In reality a government while arguing for a case, totally disavows another part of the economy. For example, when a government says it will provide benefits to certain sector like agriculture, because it is “vulnerable” or “important”, what it is actually doing is taxing the productive sector and funnelling the money into a competing sector that might not be as productive. For many years, the Nepalese government has been subsidising the petroleum products through a government monopoly, but has the government ever considered where the subsidy is funded from. It is ultimately funded from the taxpayers’ money, from different sectors of an economy.
The most important argument he makes is on “Broken Window Fallacy”. The idea of “Broken Window” is that when a glass window breaks, the owner has to replace it. This circulates the money to the producer of the glass, the carpenter, the transporter and similarly around a large section of the economy, which stimulates economic activities. Hazlitt argues that this fallacy wrongly assumes that it is the breaking of the glass window that stimulates the economy through increase in circulation of money. Rather, if the glass had never been broken, the money could have been invested in an alternative sector, which would further revitalise the economy. The breaking of the window has merely diverted money into another endeavour which would have been better if avoided. In de-constructing “Broken Window Fallacy”, Hazlitt makes a strong case against Keynesian Economists-economists who follow the economic doctrine professed by John M. Keynes.
In another case, Hazlitt posits that “progressive taxation,” which is identified as all noble, also hurts the economy. When the rich in an economy are taxed higher, the amount they can save and re-invest decreases. Since they have a higher marginal propensity to save and a higher marginal propensity to invest in comparison with poorer individuals, this amount that could have been invested back in an economy is lost. As a result, it hampers the productive capacity of an economy.

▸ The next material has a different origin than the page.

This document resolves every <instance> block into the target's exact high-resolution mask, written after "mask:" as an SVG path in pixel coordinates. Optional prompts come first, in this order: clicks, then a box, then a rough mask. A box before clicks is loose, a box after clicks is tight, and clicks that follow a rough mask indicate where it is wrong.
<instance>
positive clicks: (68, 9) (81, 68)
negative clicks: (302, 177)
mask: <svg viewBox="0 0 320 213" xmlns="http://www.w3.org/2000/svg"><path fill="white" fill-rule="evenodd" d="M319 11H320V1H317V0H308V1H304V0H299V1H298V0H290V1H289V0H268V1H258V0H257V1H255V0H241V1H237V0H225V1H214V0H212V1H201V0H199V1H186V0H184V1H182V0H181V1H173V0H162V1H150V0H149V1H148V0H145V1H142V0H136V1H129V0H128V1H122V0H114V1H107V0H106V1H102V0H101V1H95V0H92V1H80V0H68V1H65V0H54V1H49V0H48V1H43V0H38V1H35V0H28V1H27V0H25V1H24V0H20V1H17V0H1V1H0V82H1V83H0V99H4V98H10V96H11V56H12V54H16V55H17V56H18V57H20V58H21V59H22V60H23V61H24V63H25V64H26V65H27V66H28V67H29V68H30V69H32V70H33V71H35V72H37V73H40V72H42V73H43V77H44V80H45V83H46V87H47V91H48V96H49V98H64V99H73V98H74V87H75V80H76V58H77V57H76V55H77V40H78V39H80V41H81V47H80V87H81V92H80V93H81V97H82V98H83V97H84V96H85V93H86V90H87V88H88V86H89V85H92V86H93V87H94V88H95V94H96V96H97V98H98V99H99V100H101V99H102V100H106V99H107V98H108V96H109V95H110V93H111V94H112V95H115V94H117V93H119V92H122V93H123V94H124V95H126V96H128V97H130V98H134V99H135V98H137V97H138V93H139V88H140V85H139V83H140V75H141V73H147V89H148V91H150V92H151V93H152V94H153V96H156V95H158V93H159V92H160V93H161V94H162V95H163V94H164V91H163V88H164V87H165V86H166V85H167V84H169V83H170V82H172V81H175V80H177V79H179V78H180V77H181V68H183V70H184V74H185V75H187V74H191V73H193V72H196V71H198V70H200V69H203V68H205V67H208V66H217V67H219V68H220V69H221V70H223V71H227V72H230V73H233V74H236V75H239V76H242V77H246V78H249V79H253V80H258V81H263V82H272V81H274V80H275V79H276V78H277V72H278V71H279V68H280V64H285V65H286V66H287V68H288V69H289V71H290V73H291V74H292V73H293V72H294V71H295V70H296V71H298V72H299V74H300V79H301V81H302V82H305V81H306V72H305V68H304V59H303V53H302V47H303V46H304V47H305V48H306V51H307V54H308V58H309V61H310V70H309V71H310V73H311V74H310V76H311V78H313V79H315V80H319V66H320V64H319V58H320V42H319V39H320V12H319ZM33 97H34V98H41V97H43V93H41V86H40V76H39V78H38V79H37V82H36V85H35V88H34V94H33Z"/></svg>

The book also furthers its case against minimum wage law which is a popular political agenda, even in Nepal. He argues that “minimum wage” in idealism tries to uplift the living standard of poorer classes in society. However, in reality it actually hurts the poorer classes, because minimum wage increases the cost of production for a producer. The producer then has to lay off the workers to decrease its cost. As such what was seen as a way of helping the poor ultimately hurts them.
Hazlitt furthers criticises many policies that seem noble in political eyes but do not make economic sense. When the policies are not economically viable, no matter how much benevolent they seem, they will decrease the economic dividends a nation derives from a free functioning market. He makes an strong case against protectionism, taxation, subsidising certain industries at the expense of another, etc.
This book is an influential criticism against some of the intriguing fallacies in Political Economy. However, the book lacks somewhere in providing policy measures for certain economic challenges like depression, controlling inflation, or social challenges like distributive justice. This doesn’t necessarily undermine the value of “Economics in One Lesson.” This book does more than merely point to solutions of the economic challenges; it helps us understand the multidimensional phenomenon that “market” is. This book explains, eloquently, how any form of government intervention has counter-productive effects in a market economy, no matter the intentions. Often times, the unintended consequences outweigh the intended benefits.
For a country, where economic development has been sluggish at best, and socialist policies are taken as virtues to development rather than stumbling blocks towards free functioning of an efficient market, this book is a great read.